Moving to the Dark Side: Dark Theme Recap
Offical Documents by Yaroslav Berezanskyi
Levels of control. Backward compatibility
There are 3 levels of control for Dark Theme:
- System setting
- Application setting
- Activity setting

1. System Setting:
It’s a global setting which is controlled by the user either explicitly or implicitly (by toggling the Battery Saver mode).
There are a limited number of ways to change it:
- Dark Theme Toggle (Settings->Display->Dark Theme) — introduced in
Android Q (API 29);
- Night Mode developer option (Settings->System->Developer
Options->Night mode) — available in Android P only (API 28).
- Battery Saver Mode. Backward compatible up to Android Lollipop (API
21). Some EOMs might not support that.
This setting is applied on the system level including all the system UI and applications. Once the setting is changed, your application gets Application.onConfigurationChange callback and all activities are immediately recreated. However, it’s up to your application to either follow it or override with a local one (application or activity wide setting).
2. Application Setting:
As a good citizen, you can let the user choose between themes inside your app (overriding the system setting).

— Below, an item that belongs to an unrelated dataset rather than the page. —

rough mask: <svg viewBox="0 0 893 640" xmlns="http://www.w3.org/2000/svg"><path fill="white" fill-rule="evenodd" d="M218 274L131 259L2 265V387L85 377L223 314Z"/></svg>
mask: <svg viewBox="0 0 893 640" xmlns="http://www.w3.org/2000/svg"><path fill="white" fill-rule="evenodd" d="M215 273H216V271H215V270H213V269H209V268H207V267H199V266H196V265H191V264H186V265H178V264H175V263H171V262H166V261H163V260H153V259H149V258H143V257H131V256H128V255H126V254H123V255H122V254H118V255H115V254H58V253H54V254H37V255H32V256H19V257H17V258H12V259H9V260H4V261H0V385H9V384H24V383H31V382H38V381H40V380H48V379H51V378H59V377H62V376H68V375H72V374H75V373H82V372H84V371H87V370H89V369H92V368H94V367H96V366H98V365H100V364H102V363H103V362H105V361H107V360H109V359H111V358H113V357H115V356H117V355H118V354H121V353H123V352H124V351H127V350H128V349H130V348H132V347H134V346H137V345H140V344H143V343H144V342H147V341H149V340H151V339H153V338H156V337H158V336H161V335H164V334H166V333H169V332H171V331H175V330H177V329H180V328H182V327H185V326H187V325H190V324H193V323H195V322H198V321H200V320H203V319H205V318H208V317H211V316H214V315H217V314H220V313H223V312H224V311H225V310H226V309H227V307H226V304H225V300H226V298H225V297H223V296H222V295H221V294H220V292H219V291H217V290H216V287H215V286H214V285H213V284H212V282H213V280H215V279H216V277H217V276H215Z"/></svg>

It’s to be controlled using AppCompatDelegate.setDefaultNightMode API via your custom widget (usually, it’s ListPreference in your settings screen).
The recommended options are:
- Light
- Dark
- Set by Battery Saver. It’s backward compatible up to API 21 (the
recommended default option for API 21–27)
- System default (the recommended default option for API 28 and above)
Furthermore, you can set Light as the default and hide the last 2 options for API below 21 since none of them are supported.
Each of the options maps directly to one of the AppCompat.DayNight modes:
- Light — MODE_NIGHT_NO
- Dark — MODE_NIGHT_YES
- Set by Battery Saver — MODE_NIGHT_AUTO_BATTERY
- System default — MODE_NIGHT_FOLLOW_SYSTEM
Once the setting is changed, all started activities get recreated (or get Activity.onConfigurationChange callback, if you opted-in in the manifest to handle the configuration change manually).
3. Activity Setting:
It’s very similar to the application setting, but applies to a specific activity only using getDelegate().setLocalNightMode. Be aware that any call of it triggers an activity recreation (if the theme changes). As Chris Banes suggested here, you should prefer AppCompatDelegate.setDefaultNightMode over it since it minimizes unnecessary recreations.